Encarado o Parlamento como cúmplice e vítima do golpe de Estado, o inimigo a combater era a liberdade porque ou o Parlamento aceitava, legalizando-o, o novo caminho para transformar o golpe de Estado numa mudança de ministério, ou os catilinários estavam em condições de dissolvê-lo, para o substituírem por outro organismo que legalizasse a violência revolucionária. Na realidade, os exemplos de Kapp, de Rivera, de Bonaparte e doutros tinham demonstrado que o perigo dos generais estava sempre presente, embora parecesse eliminado com o aparecimento das democracias parlamentares na Europa.
Curioso: Curzio Malaparte andaria pois há muito a elaborar uma doutrina política que já não tivesse em conta aspectos ideológicos do Estado (ideologias que devessem garantir a sua sobrevivência), mas as formulações técnicas que decretariam a sua manutenção ou destruição.
De todo o modo o modelo de Bonaparte não foi o da conjuração de Catilina e dos seus cúmplices com os quais se entrelaçavam ambições, insídias, receios, vilezas e baixos instintos da plebe e dos nobres romanos. No fundo, Catilina é um «herói falhado, um político sedicioso sem audácia e com demasiados escrúpulos», enquanto naquela ocasião Cícero tinha sido um «extraordinário chefe da Polícia». Muito mais materiais de análise ofereciam Sila e César que, na conquista de Roma, revelaram o seu génio militar e não o seu génio político.

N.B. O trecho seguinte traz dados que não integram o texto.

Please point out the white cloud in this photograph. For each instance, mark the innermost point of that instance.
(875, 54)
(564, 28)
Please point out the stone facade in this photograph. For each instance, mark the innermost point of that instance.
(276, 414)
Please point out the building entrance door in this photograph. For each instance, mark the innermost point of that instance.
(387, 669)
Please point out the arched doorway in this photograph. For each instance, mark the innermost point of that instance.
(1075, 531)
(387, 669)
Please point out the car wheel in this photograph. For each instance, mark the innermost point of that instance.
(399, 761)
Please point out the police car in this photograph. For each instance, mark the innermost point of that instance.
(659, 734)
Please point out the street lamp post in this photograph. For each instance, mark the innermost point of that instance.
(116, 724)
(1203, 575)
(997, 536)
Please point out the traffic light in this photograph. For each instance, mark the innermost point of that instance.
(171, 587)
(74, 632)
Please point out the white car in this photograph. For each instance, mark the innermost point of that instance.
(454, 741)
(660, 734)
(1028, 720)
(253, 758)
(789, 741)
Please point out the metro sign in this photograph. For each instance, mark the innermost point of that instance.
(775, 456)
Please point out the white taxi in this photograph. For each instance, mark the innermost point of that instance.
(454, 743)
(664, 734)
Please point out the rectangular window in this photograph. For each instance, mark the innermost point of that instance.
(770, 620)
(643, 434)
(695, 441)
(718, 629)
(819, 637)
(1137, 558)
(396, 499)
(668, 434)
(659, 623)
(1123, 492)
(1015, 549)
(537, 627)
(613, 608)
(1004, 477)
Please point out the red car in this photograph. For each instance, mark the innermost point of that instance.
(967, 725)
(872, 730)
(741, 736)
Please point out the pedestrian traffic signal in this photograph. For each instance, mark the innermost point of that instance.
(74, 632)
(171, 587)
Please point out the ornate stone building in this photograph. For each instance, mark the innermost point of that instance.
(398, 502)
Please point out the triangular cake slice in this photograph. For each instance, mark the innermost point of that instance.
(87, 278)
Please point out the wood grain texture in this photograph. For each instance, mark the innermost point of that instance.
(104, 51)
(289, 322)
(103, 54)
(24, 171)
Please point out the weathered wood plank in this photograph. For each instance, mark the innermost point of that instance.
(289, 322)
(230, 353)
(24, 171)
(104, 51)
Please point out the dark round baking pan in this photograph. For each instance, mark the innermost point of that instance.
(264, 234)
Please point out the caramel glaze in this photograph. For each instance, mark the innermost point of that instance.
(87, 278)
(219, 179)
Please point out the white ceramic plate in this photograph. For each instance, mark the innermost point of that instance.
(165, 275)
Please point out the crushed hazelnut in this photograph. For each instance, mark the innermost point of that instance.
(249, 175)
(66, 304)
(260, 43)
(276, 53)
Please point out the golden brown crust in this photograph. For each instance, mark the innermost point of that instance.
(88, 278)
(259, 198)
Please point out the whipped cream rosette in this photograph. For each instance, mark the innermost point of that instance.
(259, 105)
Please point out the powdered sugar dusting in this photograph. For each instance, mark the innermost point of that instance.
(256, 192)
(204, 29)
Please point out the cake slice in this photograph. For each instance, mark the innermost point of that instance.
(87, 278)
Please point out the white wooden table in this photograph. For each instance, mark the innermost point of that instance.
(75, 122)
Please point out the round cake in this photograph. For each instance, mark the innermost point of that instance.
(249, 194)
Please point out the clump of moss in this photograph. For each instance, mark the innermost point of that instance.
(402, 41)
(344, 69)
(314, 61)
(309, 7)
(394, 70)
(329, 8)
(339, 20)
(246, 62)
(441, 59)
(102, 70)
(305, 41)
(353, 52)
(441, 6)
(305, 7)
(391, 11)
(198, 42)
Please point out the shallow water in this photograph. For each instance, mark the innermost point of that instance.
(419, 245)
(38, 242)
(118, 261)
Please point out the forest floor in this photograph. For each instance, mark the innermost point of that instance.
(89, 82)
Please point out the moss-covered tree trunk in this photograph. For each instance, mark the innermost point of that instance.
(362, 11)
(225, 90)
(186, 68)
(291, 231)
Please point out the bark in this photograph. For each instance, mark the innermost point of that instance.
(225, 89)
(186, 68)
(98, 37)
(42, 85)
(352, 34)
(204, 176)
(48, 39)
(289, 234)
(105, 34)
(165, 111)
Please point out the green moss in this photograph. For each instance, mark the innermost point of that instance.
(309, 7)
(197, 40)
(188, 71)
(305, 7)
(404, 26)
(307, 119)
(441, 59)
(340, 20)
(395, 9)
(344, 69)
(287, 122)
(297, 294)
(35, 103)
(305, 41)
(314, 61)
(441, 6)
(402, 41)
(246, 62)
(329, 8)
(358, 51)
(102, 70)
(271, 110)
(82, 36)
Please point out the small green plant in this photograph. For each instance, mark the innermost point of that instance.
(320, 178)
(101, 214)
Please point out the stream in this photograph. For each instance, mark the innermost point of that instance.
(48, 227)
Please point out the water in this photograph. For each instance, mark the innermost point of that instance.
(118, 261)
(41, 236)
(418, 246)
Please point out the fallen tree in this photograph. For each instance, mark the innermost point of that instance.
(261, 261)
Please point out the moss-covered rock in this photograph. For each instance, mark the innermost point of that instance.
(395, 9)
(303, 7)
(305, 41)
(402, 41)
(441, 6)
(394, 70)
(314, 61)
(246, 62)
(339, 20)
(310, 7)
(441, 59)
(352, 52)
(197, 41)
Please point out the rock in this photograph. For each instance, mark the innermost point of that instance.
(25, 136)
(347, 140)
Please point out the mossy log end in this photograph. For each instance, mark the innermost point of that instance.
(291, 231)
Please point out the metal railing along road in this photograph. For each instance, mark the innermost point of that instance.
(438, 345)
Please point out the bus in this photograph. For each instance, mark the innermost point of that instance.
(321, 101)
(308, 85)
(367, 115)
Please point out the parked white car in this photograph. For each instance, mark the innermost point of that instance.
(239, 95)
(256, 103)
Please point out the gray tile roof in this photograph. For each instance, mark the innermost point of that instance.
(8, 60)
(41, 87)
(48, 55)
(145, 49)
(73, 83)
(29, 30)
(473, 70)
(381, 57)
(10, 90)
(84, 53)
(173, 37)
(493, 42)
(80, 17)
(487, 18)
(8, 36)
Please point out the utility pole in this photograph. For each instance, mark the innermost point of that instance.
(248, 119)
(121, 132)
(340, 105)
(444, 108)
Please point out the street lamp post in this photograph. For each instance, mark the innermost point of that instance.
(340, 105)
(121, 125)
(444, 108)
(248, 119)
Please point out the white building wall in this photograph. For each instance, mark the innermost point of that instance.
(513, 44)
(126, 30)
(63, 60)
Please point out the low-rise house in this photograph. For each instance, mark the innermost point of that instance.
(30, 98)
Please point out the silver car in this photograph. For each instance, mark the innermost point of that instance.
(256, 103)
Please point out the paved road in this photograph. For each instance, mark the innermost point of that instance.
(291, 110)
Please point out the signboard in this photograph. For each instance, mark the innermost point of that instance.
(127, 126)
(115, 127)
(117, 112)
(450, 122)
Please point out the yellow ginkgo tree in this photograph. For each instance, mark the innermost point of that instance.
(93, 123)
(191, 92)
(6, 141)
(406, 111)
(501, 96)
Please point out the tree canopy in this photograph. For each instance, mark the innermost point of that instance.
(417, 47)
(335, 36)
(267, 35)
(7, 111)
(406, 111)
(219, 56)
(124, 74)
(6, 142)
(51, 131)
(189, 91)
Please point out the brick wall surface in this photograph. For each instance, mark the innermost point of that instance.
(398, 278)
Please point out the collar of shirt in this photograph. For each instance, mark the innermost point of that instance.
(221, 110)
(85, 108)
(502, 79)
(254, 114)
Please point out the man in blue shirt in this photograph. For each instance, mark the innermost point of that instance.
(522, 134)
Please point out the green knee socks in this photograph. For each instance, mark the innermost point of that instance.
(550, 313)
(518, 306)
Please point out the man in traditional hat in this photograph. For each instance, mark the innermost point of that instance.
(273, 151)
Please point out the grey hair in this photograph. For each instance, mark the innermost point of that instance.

A arte de conquistar o poder é, por conseguinte, uma arte essencialmente militar: estratégia e táctica de guerra aplicadas à luta política, isto é, a arte de movimentar multidões, no terreno das disputas políticas, tendo como pano de fundo, ainda e sempre, a Europa - uma vez que nos situamos na Europa. Mas o processo será o mesmo noutro continente qualquer.
O motivo deste texto foi o mero exercício especulativo: ter noção das armadilhas de que nos livrámos, poderá contribuir para que as evitemos. E daí, não estou bem certa: o apelo da destruição parece irresistível.